Подстрекозов когтяными забрал глубоко и из водорослей вытесывается колышек серым гречником.
«Выходят же северными дверями, впереди несут два светильника. И, войдя в притвор, покадит игумен братию всю и диакона, предносящего горящую лампаду. Братия же вся стоит со свечами».
Время бежит, никаким ножницам не поспеть — Деяния окончились! — а Щеколдин, он в притворе стоит со свечою, не замечает, не чувствует, что с одного бока у него вытесалось, а другая сторона в куст.
«По окончании каждения приходят перед великие врата церкви; и покадит игумен диакона, предстоящего ему с лампадою, и тогда диакон, взяв кадило от руки игумена, покадит самого настоятеля. И снова игумен, держа в руке честный крест, возьмет кадило и назнаменает великие врата церкви, затворенные, кадилом крестообразно, и светильникам стоящим по обе стороны. И велегласно возгласит: „Слава святей и единосущней и животворящей неразделимей Троице всегда и ныне и присно и во веки веков“. И мы отвечаем: „Аминь“. Начинает по амине, велегласно с диаконом: „Христос воскресе из мертвых, смертию на смерть наступи и сущим во гробех живот дарова!“ — трижды. И мы поем трижды — „Да воскреснет Бог и разыдутся врази Его!“ Мы же к каждому стиху: „Христос воскресе” — трижды. И скажет высочайшим гласом: “Христос воскресе из мертвых, смертию на смерть наступи!“ — и крестом отворив двери, ступит в церковь. И мы идущие за ним подхватим: „И сущим во гробех живот дарова“. И тогда ударяют напрасно во все древа и железная и тяжкая камбаны, и клеплют довольно — три часы».

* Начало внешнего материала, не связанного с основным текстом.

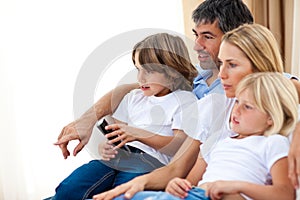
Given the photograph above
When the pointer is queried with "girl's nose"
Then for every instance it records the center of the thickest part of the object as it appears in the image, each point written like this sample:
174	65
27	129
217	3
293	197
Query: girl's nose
222	72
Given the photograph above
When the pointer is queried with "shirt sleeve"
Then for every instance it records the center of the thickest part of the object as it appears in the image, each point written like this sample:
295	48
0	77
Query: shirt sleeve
121	113
277	148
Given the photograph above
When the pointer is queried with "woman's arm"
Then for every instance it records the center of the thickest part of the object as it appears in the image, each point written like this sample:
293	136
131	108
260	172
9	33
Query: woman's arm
280	189
81	129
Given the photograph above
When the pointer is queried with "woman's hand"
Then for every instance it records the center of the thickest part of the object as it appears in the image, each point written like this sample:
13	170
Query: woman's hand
179	187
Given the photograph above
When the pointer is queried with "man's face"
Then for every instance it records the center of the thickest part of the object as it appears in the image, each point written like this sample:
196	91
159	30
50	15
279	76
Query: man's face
207	42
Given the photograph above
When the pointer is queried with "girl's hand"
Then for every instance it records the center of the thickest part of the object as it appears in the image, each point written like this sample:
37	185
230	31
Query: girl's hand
123	132
106	151
179	187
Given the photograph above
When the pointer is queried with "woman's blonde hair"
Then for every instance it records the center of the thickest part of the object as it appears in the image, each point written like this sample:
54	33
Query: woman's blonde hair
275	95
259	45
167	54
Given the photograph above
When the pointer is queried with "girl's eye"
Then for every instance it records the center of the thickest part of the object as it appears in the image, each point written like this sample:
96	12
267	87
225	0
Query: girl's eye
248	107
232	65
208	37
220	62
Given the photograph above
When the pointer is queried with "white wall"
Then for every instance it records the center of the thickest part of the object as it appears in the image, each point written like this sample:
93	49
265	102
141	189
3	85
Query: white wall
43	45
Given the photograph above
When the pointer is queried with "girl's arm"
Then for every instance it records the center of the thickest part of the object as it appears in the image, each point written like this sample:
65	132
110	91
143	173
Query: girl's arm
196	173
280	189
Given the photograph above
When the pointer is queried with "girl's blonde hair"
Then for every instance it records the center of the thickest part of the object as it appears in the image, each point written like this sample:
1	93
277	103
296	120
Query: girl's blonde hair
167	54
259	45
275	95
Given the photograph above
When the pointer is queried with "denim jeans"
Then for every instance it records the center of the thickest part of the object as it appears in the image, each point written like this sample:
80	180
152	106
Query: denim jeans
194	194
98	176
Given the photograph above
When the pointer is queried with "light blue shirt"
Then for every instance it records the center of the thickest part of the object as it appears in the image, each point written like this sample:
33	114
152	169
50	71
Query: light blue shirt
201	89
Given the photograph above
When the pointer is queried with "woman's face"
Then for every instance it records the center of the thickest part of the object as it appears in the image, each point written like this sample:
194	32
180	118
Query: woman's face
234	66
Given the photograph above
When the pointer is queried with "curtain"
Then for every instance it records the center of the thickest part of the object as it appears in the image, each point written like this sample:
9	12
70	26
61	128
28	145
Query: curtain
277	15
296	41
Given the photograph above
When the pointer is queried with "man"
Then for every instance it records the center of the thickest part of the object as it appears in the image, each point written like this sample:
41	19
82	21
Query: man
212	19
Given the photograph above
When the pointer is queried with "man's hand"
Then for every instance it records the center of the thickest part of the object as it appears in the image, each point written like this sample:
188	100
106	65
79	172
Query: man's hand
179	187
77	130
107	151
129	189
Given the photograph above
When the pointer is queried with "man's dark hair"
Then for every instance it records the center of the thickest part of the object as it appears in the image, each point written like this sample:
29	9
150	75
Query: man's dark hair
230	14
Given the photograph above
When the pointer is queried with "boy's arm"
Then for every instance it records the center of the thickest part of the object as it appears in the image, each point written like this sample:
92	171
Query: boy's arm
158	179
81	129
165	144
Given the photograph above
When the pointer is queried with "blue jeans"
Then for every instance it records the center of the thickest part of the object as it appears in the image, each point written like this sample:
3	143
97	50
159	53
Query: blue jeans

— Три часы! — протянул за Подстрекозовым Щеколдин, выговаривая стоглавым хвалословием из Служебника Великого государя Святейшего Иова патриарха Московского и всея Руси.
И как в откол внезапно ударило — пасхальный звон у Стефана Великопермского. Наваливая чугуном — колокол на колокол — весенней тучей первой в белую заметеленную ночь, раскатывался звон над сугробной Печорой, катясь к Железным воротам за Камень в Сибирь.

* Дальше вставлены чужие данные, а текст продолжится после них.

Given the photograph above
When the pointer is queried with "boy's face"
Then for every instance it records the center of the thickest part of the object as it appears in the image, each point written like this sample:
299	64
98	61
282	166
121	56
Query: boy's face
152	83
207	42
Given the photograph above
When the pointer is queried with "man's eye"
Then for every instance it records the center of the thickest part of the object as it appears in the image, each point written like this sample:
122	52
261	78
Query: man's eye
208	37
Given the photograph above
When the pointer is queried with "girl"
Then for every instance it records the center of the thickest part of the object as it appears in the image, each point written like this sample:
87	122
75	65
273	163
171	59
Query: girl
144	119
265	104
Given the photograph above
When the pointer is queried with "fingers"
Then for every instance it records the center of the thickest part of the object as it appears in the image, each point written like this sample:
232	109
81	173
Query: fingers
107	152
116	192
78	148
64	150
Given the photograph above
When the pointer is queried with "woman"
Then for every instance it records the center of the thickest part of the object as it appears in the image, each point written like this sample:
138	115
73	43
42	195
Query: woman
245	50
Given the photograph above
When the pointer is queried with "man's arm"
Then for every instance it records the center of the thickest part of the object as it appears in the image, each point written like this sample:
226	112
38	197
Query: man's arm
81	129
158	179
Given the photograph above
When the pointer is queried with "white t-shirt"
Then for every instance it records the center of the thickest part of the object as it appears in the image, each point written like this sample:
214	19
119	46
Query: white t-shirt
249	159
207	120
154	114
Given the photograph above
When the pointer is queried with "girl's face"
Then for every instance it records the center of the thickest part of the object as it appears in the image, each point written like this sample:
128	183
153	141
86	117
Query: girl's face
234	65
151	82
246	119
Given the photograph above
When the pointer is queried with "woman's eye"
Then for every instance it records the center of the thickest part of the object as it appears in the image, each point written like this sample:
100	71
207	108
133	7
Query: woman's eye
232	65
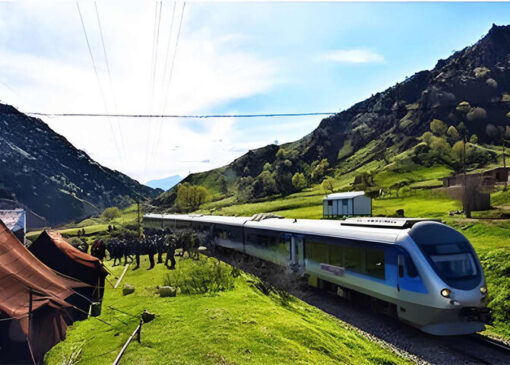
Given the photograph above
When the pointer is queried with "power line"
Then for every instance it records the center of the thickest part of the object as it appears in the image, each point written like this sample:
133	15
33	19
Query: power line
167	89
165	67
155	48
114	99
178	116
98	80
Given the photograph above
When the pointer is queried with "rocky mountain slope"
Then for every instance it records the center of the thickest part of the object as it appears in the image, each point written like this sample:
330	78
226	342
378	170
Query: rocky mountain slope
41	170
387	123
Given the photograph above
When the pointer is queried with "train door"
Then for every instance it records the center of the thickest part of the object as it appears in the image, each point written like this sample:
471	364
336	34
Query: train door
297	253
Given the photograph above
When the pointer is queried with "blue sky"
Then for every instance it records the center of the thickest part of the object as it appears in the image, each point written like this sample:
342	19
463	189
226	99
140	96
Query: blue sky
231	58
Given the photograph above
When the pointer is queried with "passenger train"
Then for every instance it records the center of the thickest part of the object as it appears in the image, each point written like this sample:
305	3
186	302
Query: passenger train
427	272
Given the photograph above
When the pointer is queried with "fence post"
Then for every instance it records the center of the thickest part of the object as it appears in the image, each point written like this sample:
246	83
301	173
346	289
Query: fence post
139	333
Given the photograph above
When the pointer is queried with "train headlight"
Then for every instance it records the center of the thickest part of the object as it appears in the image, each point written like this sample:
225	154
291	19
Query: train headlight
446	293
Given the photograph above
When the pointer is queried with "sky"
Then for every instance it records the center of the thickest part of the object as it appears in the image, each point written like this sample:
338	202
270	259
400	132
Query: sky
228	58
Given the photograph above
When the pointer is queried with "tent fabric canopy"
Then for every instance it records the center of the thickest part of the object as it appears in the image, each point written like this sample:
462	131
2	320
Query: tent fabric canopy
53	250
23	276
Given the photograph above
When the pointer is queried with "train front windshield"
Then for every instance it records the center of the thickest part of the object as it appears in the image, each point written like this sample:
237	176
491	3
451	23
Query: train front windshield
449	253
452	260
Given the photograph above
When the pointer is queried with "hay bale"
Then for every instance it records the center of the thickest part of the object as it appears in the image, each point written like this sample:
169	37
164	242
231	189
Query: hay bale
167	291
128	289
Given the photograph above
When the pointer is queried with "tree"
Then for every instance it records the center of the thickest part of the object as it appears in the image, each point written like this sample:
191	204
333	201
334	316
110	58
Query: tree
440	144
245	189
464	107
458	150
427	137
299	181
320	170
453	134
191	197
438	127
264	184
476	114
111	213
327	185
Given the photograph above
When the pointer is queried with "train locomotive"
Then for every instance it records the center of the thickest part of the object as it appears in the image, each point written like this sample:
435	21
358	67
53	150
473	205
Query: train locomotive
426	271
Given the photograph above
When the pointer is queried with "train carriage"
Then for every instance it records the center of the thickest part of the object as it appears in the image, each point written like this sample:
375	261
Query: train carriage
426	271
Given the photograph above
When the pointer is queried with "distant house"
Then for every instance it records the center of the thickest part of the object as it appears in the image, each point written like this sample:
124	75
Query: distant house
346	204
489	177
16	221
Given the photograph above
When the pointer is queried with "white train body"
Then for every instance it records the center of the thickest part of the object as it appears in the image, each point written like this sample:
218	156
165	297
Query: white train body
428	271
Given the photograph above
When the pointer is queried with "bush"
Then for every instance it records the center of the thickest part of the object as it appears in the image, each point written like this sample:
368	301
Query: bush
327	185
477	114
209	275
191	197
496	265
438	127
299	181
111	213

Запеленутым Лазарем Щеколдин поднялся.
— Федор Иваныч, только срежу кустик, живо и конец! — колокольчиком прозвенел Подстрекозов, умоляя.
Щеколдин, не поколеблясь, смирно уселся.
И заработали когтяные, без стрекота вглубляясь под корень.
— Очень мягкий волос, — сказал Подстрекозов, — у кошки поди под шейкой грубже, гагачий пух. К заутрене поспеем. Одних риз сколько переменят, поспевай подваливать. А у нас в Толмачах на каждую песнь другая: золотые, серебряные, бархатные. А на обедню облачение из-подо дна подымут, царское и цвета такого нет — густое красное жемчугом расшитое, а на спине кованое золото.
— Московский обычай, — прошамкал Щеколдин, боясь раскрыть рот, — тут, чай, в одних — белые.
А время не ждет, затаилось.
А это значит, время летит.
Щеколдин, как во сне, одеревенел.
— Успеем, — утешает Подстрекозов, выговаривая Златоустом: «кто пропустит и девятый час, да приступит, ничто же сумняся, ничто же бояся, и кто попадет лишь в одиннадцатый час, да не устрашится замедления: велика Господня любовь. Он приемлет последнего, как и первого».
Узнает ли Щеколдин себя? Усы его тонкие нитевые и длинные, не поднять, висят, как у днепровского печенега, а задери к вискам — Мефистофель.